Ussindonesia.co.id – Komisi Pemberantasan Korupsi (KPK) menyebut Anggota DPR RI Fraksi Partai Nasdem, Rajiv, tidak memenuhi panggilan pemeriksaan dalam penyidikan kasus dugaan korupsi terkait program tanggung jawab sosial atau corporate social responsibility (CSR) di Bank Indonesia (BI) dan Otoritas Jasa Keuangan (OJK). Seharusnya, Rajiv diperiksa dalam kapasitasnya sebagai saksi, pada Senin (27/10).
“Hari ini tadi kami cek yang bersangkutan tidak hadir, selanjutnya penyidik akan berkoordinasi untuk agenda penjadwalan pemeriksaan berikutnya,” kata Juru Bicara KPK, Budi Prasetyo kepada wartawan, Selasa (28/10).
Budi menyatakan, pihaknya sedianya mendalami pengetahuan Rajiv soal dugaan korupsi CSR BI. Mengingat, salah satu tersangka dalam kasus ini, yakni Satori merupakan legislator Partai NasDem.
“Ya tentunya pemeriksaan terhadap saksi adalah terkait dengan dugaan apa yang saksi ketahui, terkait dengan konstruksi perkara, di mana dalam perkara program sosial atau CSR Bank Indonesia dan OJK ini, sangkaan pasalnya adalah terkait dengan dugaan gratifikasi dan TPPU. Nah itu seperti apa, tentu didalami terkait dengan hal itu,” jelas Budi.

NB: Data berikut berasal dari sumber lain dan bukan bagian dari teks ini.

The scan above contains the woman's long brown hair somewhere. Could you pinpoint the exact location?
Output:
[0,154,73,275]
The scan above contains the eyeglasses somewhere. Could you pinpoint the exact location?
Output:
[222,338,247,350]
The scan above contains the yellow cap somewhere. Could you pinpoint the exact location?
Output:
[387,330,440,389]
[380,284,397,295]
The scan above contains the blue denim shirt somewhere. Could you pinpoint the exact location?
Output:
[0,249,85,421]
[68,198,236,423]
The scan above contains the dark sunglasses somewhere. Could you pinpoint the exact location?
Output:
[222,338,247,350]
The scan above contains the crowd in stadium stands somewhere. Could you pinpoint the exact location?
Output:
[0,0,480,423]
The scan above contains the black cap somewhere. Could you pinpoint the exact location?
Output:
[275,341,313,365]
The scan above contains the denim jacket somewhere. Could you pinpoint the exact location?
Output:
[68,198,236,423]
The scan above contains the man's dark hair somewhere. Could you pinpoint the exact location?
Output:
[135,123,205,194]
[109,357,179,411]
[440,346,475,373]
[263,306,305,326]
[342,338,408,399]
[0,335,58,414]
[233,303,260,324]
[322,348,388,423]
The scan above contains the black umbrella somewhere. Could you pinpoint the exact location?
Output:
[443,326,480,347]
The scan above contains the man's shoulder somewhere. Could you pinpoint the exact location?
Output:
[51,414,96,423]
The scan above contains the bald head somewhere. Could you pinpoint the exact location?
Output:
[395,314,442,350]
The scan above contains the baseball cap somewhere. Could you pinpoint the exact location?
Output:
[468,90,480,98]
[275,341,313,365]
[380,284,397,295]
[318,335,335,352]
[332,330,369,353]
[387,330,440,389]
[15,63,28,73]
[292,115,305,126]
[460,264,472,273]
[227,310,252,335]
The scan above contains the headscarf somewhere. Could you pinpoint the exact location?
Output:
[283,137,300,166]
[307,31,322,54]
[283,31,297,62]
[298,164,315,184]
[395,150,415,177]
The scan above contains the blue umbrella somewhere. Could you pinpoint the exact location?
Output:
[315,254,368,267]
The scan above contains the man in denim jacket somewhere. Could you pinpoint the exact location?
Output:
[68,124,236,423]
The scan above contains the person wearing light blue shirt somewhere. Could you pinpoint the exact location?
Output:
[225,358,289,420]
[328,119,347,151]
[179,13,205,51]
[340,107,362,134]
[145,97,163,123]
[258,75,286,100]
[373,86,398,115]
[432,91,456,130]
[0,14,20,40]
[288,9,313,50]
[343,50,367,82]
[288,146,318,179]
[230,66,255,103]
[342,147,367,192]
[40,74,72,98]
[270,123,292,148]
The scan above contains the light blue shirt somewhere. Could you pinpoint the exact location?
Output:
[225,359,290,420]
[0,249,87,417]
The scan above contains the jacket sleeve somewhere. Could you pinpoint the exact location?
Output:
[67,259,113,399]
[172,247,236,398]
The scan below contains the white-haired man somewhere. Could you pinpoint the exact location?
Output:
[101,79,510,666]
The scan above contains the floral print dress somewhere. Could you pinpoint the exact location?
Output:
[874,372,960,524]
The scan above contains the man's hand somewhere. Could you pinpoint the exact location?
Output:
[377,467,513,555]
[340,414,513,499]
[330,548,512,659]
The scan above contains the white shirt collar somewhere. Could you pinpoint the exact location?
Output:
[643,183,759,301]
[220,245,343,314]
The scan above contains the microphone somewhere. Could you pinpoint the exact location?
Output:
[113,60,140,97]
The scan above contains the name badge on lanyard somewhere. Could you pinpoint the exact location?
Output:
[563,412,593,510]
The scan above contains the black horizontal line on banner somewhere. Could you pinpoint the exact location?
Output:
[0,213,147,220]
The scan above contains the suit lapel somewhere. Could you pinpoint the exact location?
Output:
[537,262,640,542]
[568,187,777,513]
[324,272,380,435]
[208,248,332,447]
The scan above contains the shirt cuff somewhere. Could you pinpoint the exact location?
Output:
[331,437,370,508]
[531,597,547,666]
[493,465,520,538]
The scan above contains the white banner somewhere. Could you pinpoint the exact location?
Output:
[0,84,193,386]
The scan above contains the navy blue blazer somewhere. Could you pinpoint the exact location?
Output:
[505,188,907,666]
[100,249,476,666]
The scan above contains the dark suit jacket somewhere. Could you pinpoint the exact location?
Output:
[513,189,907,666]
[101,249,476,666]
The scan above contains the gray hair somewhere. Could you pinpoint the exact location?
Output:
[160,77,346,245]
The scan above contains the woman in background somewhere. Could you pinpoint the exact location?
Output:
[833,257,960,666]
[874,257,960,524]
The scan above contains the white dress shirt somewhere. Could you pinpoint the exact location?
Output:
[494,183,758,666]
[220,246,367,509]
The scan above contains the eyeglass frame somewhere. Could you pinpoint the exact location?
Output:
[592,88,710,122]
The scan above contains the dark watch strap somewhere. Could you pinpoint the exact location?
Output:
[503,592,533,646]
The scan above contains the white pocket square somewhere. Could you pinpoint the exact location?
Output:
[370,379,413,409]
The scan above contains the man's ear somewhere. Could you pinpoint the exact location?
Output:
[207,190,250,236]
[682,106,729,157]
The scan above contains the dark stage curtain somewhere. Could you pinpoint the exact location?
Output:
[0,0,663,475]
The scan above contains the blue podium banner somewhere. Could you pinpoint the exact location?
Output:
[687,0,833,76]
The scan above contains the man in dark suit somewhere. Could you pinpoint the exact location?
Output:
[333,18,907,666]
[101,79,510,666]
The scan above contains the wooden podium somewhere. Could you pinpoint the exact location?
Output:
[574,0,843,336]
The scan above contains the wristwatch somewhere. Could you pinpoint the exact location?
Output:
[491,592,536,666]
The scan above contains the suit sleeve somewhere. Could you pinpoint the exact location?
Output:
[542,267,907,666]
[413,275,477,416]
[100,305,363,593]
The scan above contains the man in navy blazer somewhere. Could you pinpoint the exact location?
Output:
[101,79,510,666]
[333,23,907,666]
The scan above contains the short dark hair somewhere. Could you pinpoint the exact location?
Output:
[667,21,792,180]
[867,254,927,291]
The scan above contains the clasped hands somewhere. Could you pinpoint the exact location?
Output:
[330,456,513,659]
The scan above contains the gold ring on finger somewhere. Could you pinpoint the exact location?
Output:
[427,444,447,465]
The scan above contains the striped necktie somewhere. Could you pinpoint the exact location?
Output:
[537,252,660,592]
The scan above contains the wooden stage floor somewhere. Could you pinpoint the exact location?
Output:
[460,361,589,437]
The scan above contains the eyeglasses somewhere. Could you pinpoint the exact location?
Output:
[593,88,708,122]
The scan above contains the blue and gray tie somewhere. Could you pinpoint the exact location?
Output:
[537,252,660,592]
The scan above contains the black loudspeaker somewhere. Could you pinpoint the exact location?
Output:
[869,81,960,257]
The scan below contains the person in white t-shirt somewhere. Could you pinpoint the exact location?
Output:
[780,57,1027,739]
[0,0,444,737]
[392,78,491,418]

KPK sebelumnya telah menetapkan dua Anggota Komisi XI DPR periode 2019–2024, Satori (ST) dan Heri Gunawan (HG), sebagai tersangka kasus dugaan korupsi dana CSR BI-OJK. Kedua legislator tersebut diduga menyalahgunakan dana CSR tersebut untuk kepentingan pribadi.
Dalam proses penyidikan, Heri Gunawan diduga menerima dana gratifikasi sebesar Rp 15,8 miliar, sedangkan Satori menerima Rp 12,52 miliar. Uang tersebut digunakan antara lain untuk pembangunan rumah, pembelian tanah, kendaraan, hingga pengelolaan bisnis pribadi.
KPK Sita Mobil Seharga Rp 1 Miliar dari Kasus Dugaan Korupsi CSR BI
Atas perbuatannya, para tersangka dijerat dengan Pasal 12B Undang-Undang Nomor 31 Tahun 1999 tentang Pemberantasan Tindak Pidana Korupsi (Tipikor) sebagaimana telah diubah dengan Undang-Undang Nomor 20 Tahun 2001, juncto Pasal 55 ayat (1) ke-1 dan Pasal 64 ayat (1) KUHP. Selain itu, mereka juga disangkakan melanggar Undang-Undang tentang Tindak Pidana Pencucian Uang (TPPU).